Online safety is a priority for the Internet industry and our members have long been committed to providing advice, tools and support to help parents and carers protect children on the Internet.
We believe that self-regulation is the right approach to dealing with this complex and challenging area and so disagree with some of the report’s conclusions. The current self-regulatory regime has led to the UK being a world leader in online safety, with up to 95% of consumer customers having free access to a parental control filter, the virtual eradication of child images hosted in the UK via the Internet Watch Foundation and an industry-funded public awareness campaign and one stop shop advisory site. ISPA is further committed to raising awareness of online safety with its members, including a guide for its smaller members and information at sign up on parental control filters.
However, filters are not a panacea and are only part of a solution that includes digital literacy and sensible policymaking. We therefore agree with the report’s recommendations to improve digital literacy’s standing in the curriculum, commission further research to inform policy and see a joined-up policy from Government that we hope a new Internet Safety Strategy will deliver.
Unfortunately, the report has not understood the full breadth of the ISP market. It would be disproportionate to mandate filters for ISPs providing services to business or machine-to-machine services or those who make it clear that they offer an unfiltered service.

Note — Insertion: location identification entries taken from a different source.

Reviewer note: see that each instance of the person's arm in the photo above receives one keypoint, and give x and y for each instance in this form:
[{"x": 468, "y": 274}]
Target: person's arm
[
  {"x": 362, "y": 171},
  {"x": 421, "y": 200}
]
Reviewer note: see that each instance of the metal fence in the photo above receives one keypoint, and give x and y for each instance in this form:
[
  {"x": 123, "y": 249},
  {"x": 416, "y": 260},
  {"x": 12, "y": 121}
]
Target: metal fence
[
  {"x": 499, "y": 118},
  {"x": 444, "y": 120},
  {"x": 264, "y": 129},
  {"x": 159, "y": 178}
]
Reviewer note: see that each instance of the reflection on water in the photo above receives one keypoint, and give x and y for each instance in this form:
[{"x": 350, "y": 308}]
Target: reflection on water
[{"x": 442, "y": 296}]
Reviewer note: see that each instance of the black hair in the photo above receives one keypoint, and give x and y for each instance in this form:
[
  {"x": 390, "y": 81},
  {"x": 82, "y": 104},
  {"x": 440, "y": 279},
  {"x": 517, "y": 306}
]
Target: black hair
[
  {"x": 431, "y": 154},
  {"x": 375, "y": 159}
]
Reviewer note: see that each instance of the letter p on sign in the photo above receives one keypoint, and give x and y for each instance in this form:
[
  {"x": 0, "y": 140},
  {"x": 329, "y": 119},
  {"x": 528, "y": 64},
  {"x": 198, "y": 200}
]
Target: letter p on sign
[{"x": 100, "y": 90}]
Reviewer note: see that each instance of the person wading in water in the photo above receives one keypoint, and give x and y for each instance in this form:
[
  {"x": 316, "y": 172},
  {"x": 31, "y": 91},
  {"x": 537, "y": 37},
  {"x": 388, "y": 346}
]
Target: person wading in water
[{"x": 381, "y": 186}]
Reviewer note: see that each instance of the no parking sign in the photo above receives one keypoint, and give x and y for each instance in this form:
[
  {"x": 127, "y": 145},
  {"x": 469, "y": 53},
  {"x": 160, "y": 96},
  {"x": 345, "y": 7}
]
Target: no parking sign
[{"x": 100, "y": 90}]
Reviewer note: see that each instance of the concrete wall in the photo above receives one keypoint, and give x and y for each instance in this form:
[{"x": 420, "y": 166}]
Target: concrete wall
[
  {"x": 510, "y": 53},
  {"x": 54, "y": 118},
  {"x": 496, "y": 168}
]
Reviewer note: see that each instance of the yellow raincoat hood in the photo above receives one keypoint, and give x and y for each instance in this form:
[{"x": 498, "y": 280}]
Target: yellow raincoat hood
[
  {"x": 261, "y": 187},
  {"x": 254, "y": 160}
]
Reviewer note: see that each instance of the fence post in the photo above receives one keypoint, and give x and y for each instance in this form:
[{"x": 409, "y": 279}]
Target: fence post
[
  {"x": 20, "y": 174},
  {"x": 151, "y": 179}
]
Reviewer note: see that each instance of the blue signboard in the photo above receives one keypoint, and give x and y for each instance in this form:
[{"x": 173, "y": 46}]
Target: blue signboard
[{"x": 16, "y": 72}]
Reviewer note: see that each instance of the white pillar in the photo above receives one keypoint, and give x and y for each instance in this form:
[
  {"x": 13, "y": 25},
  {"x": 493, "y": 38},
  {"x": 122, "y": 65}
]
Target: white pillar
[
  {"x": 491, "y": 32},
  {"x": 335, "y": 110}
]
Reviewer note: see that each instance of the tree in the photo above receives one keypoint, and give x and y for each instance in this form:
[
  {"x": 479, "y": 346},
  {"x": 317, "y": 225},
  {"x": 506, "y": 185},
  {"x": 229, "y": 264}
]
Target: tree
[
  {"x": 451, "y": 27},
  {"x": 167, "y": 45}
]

In response to today’s report, ISPA Chair, James Blessing said: “The Internet industry has long been committed to keeping children safe online and the UK is regarded as a world leader in this area. We believe the most effective response is a joint approach based on education, raising awareness and technical tools. The Internet industry is constantly reviewing how it helps customers manage online safety and so look forward to being part of the discussions to inform the new Internet Safety Strategy”.